- Born: May-Eliane de Lencquesaing
- Occupation: Winemaker

= May-Eliane de Lencquesaing =

French winemaker

May-Éliane de Lencquesaing (born 17th May 1925) is a French winemaker, for over 30 years the owner and managing director of the Pauillac winery Château Pichon Longueville Comtesse de Lalande. She supervised the 1982 and 1983 productions, regarded historically among the terroir’s finest vintages.

Upon the division of the estate in 1978 she inherited the family shares and acquired the remainder, and over the years of running Pichon Comtesse, has come to be viewed as an ambassador of Bordeaux wine.

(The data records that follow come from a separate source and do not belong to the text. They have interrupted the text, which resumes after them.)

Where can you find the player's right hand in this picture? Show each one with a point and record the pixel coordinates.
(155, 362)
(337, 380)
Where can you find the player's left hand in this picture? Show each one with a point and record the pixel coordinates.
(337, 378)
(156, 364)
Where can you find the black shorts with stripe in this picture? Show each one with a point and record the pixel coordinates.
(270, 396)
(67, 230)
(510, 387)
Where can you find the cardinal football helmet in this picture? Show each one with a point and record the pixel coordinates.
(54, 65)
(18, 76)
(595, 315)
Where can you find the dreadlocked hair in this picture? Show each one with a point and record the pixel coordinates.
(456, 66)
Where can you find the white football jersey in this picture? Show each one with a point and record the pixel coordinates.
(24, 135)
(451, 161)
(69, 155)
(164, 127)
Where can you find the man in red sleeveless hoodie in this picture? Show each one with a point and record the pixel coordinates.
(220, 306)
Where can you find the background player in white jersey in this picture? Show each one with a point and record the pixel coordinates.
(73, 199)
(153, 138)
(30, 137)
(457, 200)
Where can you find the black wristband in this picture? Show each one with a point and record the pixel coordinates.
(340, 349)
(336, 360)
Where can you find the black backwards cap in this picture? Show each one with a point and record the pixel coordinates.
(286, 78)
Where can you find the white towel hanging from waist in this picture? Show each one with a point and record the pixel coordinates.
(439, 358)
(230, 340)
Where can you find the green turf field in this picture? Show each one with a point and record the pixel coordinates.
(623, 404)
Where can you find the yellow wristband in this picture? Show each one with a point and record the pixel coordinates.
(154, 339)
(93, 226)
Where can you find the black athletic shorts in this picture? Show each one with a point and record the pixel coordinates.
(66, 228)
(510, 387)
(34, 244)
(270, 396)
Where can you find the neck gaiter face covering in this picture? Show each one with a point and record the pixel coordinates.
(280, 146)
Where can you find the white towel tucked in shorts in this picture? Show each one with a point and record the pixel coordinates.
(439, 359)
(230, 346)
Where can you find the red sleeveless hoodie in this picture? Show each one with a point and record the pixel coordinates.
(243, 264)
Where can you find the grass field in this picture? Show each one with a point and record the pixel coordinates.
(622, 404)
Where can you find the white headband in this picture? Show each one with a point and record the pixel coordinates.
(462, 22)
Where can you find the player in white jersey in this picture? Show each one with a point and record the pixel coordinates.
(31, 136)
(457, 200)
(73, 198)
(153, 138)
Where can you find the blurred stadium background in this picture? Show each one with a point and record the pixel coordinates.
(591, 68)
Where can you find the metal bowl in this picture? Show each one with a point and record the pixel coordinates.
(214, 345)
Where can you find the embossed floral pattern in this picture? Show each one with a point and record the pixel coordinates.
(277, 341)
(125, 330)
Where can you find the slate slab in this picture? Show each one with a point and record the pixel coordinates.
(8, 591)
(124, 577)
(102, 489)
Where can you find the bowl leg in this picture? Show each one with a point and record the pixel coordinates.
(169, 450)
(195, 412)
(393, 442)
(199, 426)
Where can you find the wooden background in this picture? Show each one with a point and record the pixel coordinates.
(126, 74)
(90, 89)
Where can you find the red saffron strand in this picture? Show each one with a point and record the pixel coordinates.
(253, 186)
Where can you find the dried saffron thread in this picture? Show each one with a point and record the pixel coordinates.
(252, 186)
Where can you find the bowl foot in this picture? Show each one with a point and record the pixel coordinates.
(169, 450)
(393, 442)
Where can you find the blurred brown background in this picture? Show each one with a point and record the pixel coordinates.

In 1994, May-Eliane de Lencquesaing was selected as "Woman of the Year" by the wine magazine Decanter.

Madame de Lenquesaing is a collector of more than 1,000 pieces of rare glass, dating from the Roman era (50 B.C.E.) and spanning nearly two millennia of production in the Middle East, Central Europe, France, and the United States. "Glass and wine have a lot in common," she told an interviewer. "They both come from poor material and poor soils and through man’s talent and genius, they become works of art."

Madame sold Lalande and bought an orchard estate in South Africa, Glenelly, in 2003. The farm was converted to grapes and mainly focuses on Bordeaux varieties, with Lady May being the outstanding wine.